Monday’s testimony from Singh was perhaps the strongest evidence yet from prosecutors that Bankman-Fried was the key decision maker at FTX, and the main culprit behind the firm’s alleged crimes.

Singh was, by his own admission, culpable for much of what went wrong at FTX. He admitted to making key changes to FTX’s code that gave Alameda special privileges. Once he eventually became privy to the firms’ theft of FTX user funds in September 2022, he stayed on with the company even as it made more big expenditures and courted investors to plug the hole in its balance sheet.

In presenting Singh’s testimony – and to portray Bankman-Fried as the key wrongdoer who helmed FTX – prosecutors leaned into Singh’s apparent knack for storytelling. In addition to an admitted co-conspirator, Singh – according to his and the government’s telling – was himself a sort of tragic victim of the Bankman-Fried saga.

When Singh recounted the time he confronted Bankman-Fried on the balcony of their Bahamas apartment, prosecutors splashed an image on the screen of the FTX team’s Caribbean rooftop balcony and its sparkling swimming pool at dusk – when Singh said the conversation took place.

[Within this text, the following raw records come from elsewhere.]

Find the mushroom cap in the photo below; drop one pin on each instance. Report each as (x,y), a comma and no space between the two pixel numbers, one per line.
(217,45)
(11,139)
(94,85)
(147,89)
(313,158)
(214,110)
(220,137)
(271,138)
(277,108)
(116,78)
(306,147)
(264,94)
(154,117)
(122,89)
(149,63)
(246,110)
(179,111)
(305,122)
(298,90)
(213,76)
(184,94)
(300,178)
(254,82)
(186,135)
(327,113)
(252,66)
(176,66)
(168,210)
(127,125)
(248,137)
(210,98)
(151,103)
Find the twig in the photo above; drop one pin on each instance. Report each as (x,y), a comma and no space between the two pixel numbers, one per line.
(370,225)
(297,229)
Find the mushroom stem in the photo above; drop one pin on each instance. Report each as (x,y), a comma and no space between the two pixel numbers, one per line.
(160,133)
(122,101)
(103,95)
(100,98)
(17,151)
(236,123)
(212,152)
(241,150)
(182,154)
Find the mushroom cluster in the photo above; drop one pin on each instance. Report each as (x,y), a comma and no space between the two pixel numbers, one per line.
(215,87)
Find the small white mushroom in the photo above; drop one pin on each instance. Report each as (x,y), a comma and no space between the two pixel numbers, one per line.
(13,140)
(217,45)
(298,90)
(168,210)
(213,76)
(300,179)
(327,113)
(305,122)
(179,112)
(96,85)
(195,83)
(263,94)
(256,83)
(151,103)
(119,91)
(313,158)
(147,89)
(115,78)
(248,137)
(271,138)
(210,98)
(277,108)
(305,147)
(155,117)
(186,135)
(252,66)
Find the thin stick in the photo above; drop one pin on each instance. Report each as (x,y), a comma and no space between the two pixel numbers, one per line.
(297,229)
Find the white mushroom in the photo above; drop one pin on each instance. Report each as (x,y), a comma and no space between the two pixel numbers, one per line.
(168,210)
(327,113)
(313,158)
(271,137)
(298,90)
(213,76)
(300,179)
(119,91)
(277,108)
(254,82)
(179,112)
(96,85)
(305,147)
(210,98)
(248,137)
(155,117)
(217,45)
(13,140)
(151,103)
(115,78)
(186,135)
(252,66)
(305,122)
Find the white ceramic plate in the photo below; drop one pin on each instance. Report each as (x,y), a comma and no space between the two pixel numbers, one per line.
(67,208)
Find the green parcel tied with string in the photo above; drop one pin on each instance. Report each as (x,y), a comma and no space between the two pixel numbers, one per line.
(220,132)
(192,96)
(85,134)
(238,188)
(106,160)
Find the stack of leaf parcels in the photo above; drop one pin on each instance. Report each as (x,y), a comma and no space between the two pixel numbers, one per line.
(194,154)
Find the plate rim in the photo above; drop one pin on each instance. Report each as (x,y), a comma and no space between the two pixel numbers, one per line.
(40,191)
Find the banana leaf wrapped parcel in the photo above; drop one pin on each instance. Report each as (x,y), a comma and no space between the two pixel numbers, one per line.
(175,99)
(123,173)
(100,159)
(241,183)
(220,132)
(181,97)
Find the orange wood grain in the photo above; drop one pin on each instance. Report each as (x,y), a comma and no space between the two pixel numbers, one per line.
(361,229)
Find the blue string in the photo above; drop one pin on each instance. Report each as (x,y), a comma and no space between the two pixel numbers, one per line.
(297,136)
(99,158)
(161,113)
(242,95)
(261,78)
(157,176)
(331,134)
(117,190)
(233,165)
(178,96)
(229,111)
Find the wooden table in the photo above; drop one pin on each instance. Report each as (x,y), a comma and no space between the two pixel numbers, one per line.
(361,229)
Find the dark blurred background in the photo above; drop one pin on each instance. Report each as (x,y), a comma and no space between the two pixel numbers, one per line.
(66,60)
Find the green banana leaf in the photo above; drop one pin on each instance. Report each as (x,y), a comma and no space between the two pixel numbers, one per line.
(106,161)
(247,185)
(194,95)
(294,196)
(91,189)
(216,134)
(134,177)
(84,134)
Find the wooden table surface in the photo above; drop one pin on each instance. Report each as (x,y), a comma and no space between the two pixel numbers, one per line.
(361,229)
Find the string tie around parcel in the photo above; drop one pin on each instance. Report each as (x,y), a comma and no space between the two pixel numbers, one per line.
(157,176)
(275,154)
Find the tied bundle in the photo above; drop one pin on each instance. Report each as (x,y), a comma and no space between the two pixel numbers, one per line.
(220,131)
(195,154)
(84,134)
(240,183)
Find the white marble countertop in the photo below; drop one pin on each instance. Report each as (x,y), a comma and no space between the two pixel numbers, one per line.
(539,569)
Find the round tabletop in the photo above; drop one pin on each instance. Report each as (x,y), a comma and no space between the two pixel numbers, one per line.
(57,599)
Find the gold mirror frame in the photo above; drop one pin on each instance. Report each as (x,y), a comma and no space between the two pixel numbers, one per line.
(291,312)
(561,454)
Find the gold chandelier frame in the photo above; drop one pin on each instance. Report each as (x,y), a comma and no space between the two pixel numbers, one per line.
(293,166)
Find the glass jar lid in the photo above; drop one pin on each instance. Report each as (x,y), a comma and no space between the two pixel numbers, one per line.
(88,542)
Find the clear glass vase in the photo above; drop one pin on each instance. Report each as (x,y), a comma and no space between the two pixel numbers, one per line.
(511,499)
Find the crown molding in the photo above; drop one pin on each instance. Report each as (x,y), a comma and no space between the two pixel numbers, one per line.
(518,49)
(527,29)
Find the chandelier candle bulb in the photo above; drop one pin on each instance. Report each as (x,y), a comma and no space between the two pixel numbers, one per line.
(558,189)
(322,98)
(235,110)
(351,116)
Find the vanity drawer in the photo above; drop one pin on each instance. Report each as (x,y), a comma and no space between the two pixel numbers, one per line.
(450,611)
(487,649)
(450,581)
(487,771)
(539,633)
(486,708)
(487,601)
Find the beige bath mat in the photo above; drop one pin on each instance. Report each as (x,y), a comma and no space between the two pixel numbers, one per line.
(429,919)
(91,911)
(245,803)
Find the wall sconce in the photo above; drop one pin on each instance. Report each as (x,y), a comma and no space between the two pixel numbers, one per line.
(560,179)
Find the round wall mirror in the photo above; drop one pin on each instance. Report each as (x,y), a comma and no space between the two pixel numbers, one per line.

Singh and other top FTX/Alameda executives noticed a shortfall in FTX’s balance sheet two months earlier, and they’d grown more worried in the time since. “Caroline is really freaked out,” Singh recalled telling Bankman-Fried, “and so am I.” According to Singh, his boss eventually revealed that FTX had borrowed around $13 billion but only had $5 billion on-hand to pay back depositors.